When writing there are certain rules writers should adhere to, rules such as correct grammar, dialogue, characterisation and plot. For me, writing for YA and writing in the magical, fantasy genre, it takes these rules and throws them out of the window. I do it whilst laughing. When I started writing Returned I scrawled down the things I wanted to do in the book. I was questioned by several people, the statements being, “you can’t do that in a book.” I reply, “Why not. It’s my book. I can do what I want.”
Even whilst saying this I wasn’t going to describe the moon as being green, or creating characters that breathed through their belly buttons. I was always consciously aware that I wanted to make my book relatable and as real as I could. With this in mind I sort of created a YA recipe with three main ingredients, think of it as a lovely soup.
This is such a huge thing in my book. You couldn’t possibly have a powerless witch, where’s the fun in that? But I wanted their powers to be almost human. Like with Harry Potter, you don’t question what they do. They have a wand and they use it. I wanted this same effect with Cora. The power she has is super human but the way in which it is used doesn’t take this too far. When you read it you don’t question what she can do, you accept it; it becomes a part of who Cora is.
Without this, you don’t have a lot to work from. Having magic in my book was a main factor but it’s also important for those readers to imagine it. To be able to see Cora use her power, how it moves, how she moves. I have quite a weird and wonderful imagination, characters such as Cora and Jack do some rather strange things with their powers, I have stretched the reader’s imagination but not once have I gone past the barrier that makes it unbelievable.
3. Characters’ who you can identify with.
This is the final ingredient, like the glue that holds it all together, not like you would put glue in soup but you get what I’m saying.... Anyway, you have magic; you have people imaging this magic so now you need relatable characters. For example, I couldn’t create a main character that was a snotty nosed, zombie loving middle aged woman with these great powers, you wouldn’t believe the plot. You’d read one line and then put the book down. I needed to make Cora a believable character, someone you could find yourself being friends with. Cora needed to live a hard life before finding out she was a witch so that she could truly appreciate how her life had changed, why she needed to appreciate those in her life.

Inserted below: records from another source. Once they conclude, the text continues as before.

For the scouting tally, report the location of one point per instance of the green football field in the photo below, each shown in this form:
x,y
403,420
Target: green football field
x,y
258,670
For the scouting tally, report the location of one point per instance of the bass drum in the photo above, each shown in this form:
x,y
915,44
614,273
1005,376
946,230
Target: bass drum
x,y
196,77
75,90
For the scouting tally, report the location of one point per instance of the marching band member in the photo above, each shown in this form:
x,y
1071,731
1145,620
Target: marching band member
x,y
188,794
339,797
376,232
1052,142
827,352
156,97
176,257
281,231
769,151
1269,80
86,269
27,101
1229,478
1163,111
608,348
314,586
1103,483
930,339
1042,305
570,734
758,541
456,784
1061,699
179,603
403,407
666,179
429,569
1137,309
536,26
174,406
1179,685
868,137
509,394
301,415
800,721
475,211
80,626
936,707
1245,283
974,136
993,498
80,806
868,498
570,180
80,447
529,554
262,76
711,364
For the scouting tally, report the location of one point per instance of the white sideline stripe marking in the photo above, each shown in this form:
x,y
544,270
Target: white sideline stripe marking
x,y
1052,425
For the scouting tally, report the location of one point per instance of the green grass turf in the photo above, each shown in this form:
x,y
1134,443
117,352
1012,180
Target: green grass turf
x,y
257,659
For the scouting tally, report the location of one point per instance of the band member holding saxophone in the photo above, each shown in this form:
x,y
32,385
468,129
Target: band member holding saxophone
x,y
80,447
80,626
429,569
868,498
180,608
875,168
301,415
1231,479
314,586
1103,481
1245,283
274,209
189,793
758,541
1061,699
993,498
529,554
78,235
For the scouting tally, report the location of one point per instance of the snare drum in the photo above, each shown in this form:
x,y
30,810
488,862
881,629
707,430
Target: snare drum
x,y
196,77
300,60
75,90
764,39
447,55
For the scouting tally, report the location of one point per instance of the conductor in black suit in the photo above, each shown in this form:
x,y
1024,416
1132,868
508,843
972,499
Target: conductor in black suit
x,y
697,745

In my opinion, if you put those three ingredients together you have the recipe for a fantastic book.
Keeley lives in the UK with her husband and rabbit. She has a BA Hons in English Literature and Language from the Open University. When she isn't writing and spending time with her "book friends" she also loves to read and keep fit, by keeping fit she means picking up chocolate and placing it in her mouth, then repeating the process. It's a very good workout!
Pendle Hill Trilogy #1
Pendle Hill Trilogy #1
17 year old Cora Hunt has one wish, to live the life of a normal teenager.
Her wish never comes true.
After her reluctant move to a sleepy village in the middle of Lancashire Cora's life is turned upside down when she discovers she is a witch, a very powerful witch. Cora is not just any old witch, she is the daughter of Alizon Device who was one of the most powerful witches of her time.
Dealing with her new found powers is quite a challenge, but when the past she didn't know about unearths new complications in the form of Jack Thomas, her life becomes increasingly dangerous with each waking minute.
Jack also has a secret past, a past that clashes with Cora's.
A confrontation between the two results in a life or death situation. The brutal events of 1612 happened hundreds of years ago, but what Jack and Cora face is a definite déjà vu. The only question is, will their fate be the same as those who perished in 1612?